All Our Ordinary Stories: A Multigenerational Family Odyssey
On page 173 of Teresa Wong’s excellent new graphic memoir All Our Ordinary Stories, we learn that monarch butterflies take multiple generations to complete their migration. It takes three generations to go from Mexico to Canada and then the fourth completes the return journey. This means that second- and third-generation monarch butterflies never alight in Mexico, where the family journey begins and ends. As metaphors go, this works perfectly for a book about an immigrant in search of her roots. Just replace Mexico with China.
Teresa Wong is a Chinese Canadian author/illustrator. In this, her second memoir, short episodic chapters describe Wong’s present and past, including her parents and other forebears from China who settled in Canada. The tone is one of struggle, but not for material things.
Right from the beginning, we see a communication gap between the generations. Wong, the narrator, doesn’t speak Mandarin and her Cantonese is poor, but in myriad other ways she just cannot connect with her parents. She invites her mother to watch the movie The Joy Luck Club on the sofa, believing they might bond over it (the movie depicts Chinese American mothers and daughters). But mom gets bored and wanders off to bed.
That’s not the worst of it. Starting when Wong is seven, her parents make her take piano lessons for a decade. Attendance involves a three-hour round trip by bus. Just as she begins to excel, they tell her, “We don’t really like classical music, so we won’t be going to your recitals anymore.” When she wins second place in a city-wide piano competition, she is alone.
Years later, her father abandons his wife and daughter to enjoy his retirement in China. (He returns to Canada but seems unrepentant.) No wonder relations are strained.
With her parents unforthcoming about the past or indeed about anything, Wong embarks on a personal search for her family history. What she discovers, almost by chance, is that at the heart of her family history are two life-changing ordeals: her parents’ escapes from China. When Wong asks for more details, her mother says, “But my story is so ordinary.” It’s anything but.
In a well-handled flashback, we learn that mother and father, separately, had to take interminable bus rides across vast distances, cycle for miles, hike through dense mountain forests, and then swim for five hours across shark-infested waters from mainland China to Hong Kong, moving almost entirely at night to avoid detection. Throughout this, the father carries false travel papers that have an official-looking stamp made with an instrument carved from a sweet potato.
Exhausted after his swim to freedom, the father is taken in by a friendly farmer and allowed to sleep in a shed. He wakes up the following morning to find he’s locked in, and the farmer has turned him over to the police. Only a ransom paid by an aunt in Canada saves him.
Notwithstanding the fact that both parents eventually make it to Canada, this book is full of failure.

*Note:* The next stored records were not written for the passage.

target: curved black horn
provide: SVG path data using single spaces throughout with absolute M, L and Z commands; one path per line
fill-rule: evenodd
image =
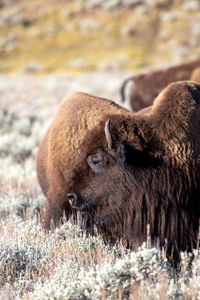
M 108 149 L 111 150 L 113 147 L 113 142 L 112 142 L 112 136 L 111 136 L 111 132 L 110 132 L 110 118 L 108 118 L 108 120 L 106 121 L 104 130 L 105 130 L 106 140 L 108 143 Z

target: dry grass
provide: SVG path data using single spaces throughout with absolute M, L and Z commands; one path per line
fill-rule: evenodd
M 8 37 L 0 46 L 0 72 L 27 70 L 27 63 L 36 63 L 28 70 L 38 74 L 133 70 L 200 54 L 198 11 L 181 3 L 112 12 L 90 11 L 76 1 L 19 3 L 12 11 L 19 9 L 21 23 L 0 26 Z M 17 14 L 12 11 L 2 13 Z

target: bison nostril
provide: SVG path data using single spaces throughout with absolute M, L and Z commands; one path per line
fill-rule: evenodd
M 69 193 L 67 194 L 67 199 L 69 200 L 69 203 L 71 206 L 75 205 L 75 201 L 77 200 L 77 195 L 75 193 Z

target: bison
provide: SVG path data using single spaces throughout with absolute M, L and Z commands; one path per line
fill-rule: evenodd
M 169 84 L 180 80 L 194 80 L 200 83 L 200 76 L 193 76 L 195 68 L 200 66 L 200 59 L 179 65 L 153 70 L 127 78 L 122 84 L 121 100 L 125 100 L 125 88 L 132 82 L 129 95 L 129 105 L 138 111 L 152 104 L 158 94 Z
M 190 81 L 170 84 L 148 109 L 102 116 L 80 145 L 71 206 L 105 241 L 131 249 L 146 240 L 149 224 L 152 243 L 179 261 L 198 240 L 199 128 L 200 85 Z
M 109 100 L 74 93 L 61 102 L 41 141 L 37 154 L 37 176 L 47 198 L 44 214 L 46 229 L 50 228 L 51 220 L 58 225 L 63 214 L 67 218 L 72 214 L 76 217 L 76 211 L 72 209 L 66 196 L 72 185 L 72 170 L 83 155 L 80 145 L 104 114 L 129 115 L 131 112 Z M 90 153 L 93 147 L 98 147 L 98 143 L 96 138 Z M 88 178 L 92 175 L 88 165 L 83 164 L 80 176 L 82 173 Z

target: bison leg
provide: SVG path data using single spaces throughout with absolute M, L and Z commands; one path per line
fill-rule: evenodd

Almost every episode ends with a dying fall. The wintry black and white illustrations match the bleak tone. Wong’s artwork is spare and simple—orderly ink lines and washes that eschew expressionism and never bleed over the margins. A face is three dots (eyes, nose) and three lines (eyebrows, mouth) whose slants and twists convey the emotions. A child could parse these images, and, indeed, a childlike atmosphere is established with the book’s opening line, lifted from The Sound of Music: “Let’s start at the very beginning.”
Beginnings—or the finding of one’s roots—are a major theme in All Our Ordinary Stories. It’s a theme almost as old as migration itself; a cultural gap opens up between first-generation parents who remember their roots and their children who don’t. And they all live between two worlds: the old and the new.
Does All Our Ordinary Stories add anything to the immigrant narrative genre? Yes. Learning about the extent of Canadian racism was an eye-opener. In the face of such cruelty, it’s heartwarming to see how the immigrants stay true to their cultures, particularly regarding food and family gatherings. And the escapes from mainland China belong in a thriller.
The book ends with a rumination on the lives of monarch butterflies. It’s a pleasing denouement. If some of the content of All Our Ordinary Stories —family dysfunction, communication failure—might be described as “heavy,” what could be lighter or more beautiful than a butterfly?